The game pieces are songs and episodes from the life of Roberto Carlos. It is not necessary to assess the author’s knowledge of the subject. Only someone with such familiarity with the singer’s life and work could create chapters that link a particular song in his repertoire to facts he lived through.

“Roberto Carlos: Outra Vez – Vol. 1 (1941-1970)” is a kind of deconstructed expansion of the first biography written by the Bahian historian and professor, “Roberto Carlos in Details”, released in 2006. At the time, he was sued by the biographed, who managed to remove the copies from bookstores.

The case had repercussions for years, reported by Araújo in “The Defendant and the King: My History with Roberto Carlos, in Details”, released in 2014. The following year, the Federal Supreme Court released the publication of unauthorized biographies in the Brazilian market. After so much discussion, this first biography is now being sold for R$ 500 at used book stores.

In the 50 chapters of the new book, each with the name of a song by Roberto as the title, the episodes of his life go back and forth in time, breaking the linear structure that normally governs books of this genre.

Even without the temporal guide, it seems that nothing is left out in this first phase of Roberto’s life. Compared to the first book, there is much more information, with numerous added passages and details of what Araújo had written. The author’s pleasant text had already been revealed before this immersion in Roberto, when he analyzed brega music during the military regime in “Eu Não Sou Cachorro Não”, from 2002.

Without chronological constraints, the author opened the book with the most talked about episode in the idol’s life, the accident in which he lost part of his right leg at age six. The report of the boy being run over by a train is full of more testimonies and is in the chapter called “O Divã”, a 1972 song. The choice already makes it clear that the songs included in this first book were not necessarily released until 1970, but the events that the author manages to deftly relate to each.

There isn’t exactly one big fact that remained obscure in Roberto’s life being revealed in the work. It is probably when reporting on Roberto’s shows as a pre-teen in interior cities that a lot of new material is concentrated.

And it’s amazing to read, alongside more well-known stories like the accident or the bullshit with Tim Maia, a lot of information about Roberto’s record recordings, which were never accompanied by technical files, which piqued the curiosity of those who care more about music than in the figure of the idol. Much of the strength of the book is in the analysis of Araújo, who focused on the ten albums and around 240 songs that Roberto recorded from 1959 to 1970.

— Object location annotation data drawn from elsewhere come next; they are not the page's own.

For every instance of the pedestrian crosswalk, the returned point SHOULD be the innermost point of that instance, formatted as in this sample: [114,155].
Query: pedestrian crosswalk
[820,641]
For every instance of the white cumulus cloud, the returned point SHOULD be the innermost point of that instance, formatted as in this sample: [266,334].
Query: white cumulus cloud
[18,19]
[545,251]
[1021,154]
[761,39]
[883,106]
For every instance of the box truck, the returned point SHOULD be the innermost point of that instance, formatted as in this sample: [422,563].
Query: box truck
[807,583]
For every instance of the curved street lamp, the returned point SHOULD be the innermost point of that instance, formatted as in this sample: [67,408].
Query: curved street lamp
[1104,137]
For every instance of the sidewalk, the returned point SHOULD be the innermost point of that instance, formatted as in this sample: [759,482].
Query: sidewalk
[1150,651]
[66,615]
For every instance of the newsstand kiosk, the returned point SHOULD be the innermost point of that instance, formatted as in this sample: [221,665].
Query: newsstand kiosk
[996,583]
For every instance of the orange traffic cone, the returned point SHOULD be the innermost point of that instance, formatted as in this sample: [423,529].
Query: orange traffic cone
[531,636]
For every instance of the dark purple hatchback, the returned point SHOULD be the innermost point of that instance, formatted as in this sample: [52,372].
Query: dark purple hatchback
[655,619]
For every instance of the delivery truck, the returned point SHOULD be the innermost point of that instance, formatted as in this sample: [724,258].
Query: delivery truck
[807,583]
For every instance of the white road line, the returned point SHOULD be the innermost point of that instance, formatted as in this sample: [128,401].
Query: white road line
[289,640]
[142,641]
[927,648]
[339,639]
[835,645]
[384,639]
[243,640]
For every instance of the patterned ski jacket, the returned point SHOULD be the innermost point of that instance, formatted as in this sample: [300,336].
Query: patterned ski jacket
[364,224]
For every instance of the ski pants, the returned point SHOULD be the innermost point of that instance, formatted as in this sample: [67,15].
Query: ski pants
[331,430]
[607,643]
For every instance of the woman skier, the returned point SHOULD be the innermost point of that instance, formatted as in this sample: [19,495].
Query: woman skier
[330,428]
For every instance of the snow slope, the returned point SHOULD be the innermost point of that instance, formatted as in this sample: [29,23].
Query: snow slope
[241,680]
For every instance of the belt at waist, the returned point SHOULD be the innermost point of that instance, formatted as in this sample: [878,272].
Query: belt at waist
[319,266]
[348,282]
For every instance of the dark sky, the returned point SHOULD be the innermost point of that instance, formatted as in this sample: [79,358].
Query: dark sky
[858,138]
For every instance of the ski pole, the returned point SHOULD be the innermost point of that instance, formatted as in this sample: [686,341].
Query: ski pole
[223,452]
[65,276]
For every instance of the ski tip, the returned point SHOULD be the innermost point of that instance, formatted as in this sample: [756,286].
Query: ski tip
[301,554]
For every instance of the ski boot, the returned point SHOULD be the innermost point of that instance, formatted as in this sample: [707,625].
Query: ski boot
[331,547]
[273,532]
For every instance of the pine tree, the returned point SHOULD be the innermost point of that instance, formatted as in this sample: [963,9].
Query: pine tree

For a younger audience, Roberto Carlos, still a teenager, wanting to be a bossa nova singer may surprise him, before including Brazilian song, rock, soul and other genres in his musical formula.

As for his personal life, romantic relationships, the backstage of TV programs and the recording of his films in the cinema, as well as cases such as Roberto shooting into the air to stop the aggressors from going forward, may already be known to a more mature audience. yes, he was armed. They are nothing new for those who watched their participation on TV and read Melodias magazine, a true bible of music, radio and TV in the 1960s.

Thus, the format surprises more than the content in this onslaught by Araújo. By elaborating the chapters without chronological progression, he creates practically autonomous texts, which distract the reader with a beginning, middle and end. As he goes back and forth in time, the reader can also choose not to follow the order of the chapters.

The curiosity remains for the second part of the work, which should be released next year. After all, it was in Roberto’s most mature phase that his reclusion took on an obsessive tone. Little is known about the singer’s daily life, who chose to exhibit himself only in Globo’s New Year’s Eve specials and in the current seasons of shows on ocean liners or hotels.

If Araújo has more information about the biography’s last years at the same intensity with which he advanced his research in Roberto’s youth, volume two will certainly be as attractive to fans and curious people as this first one.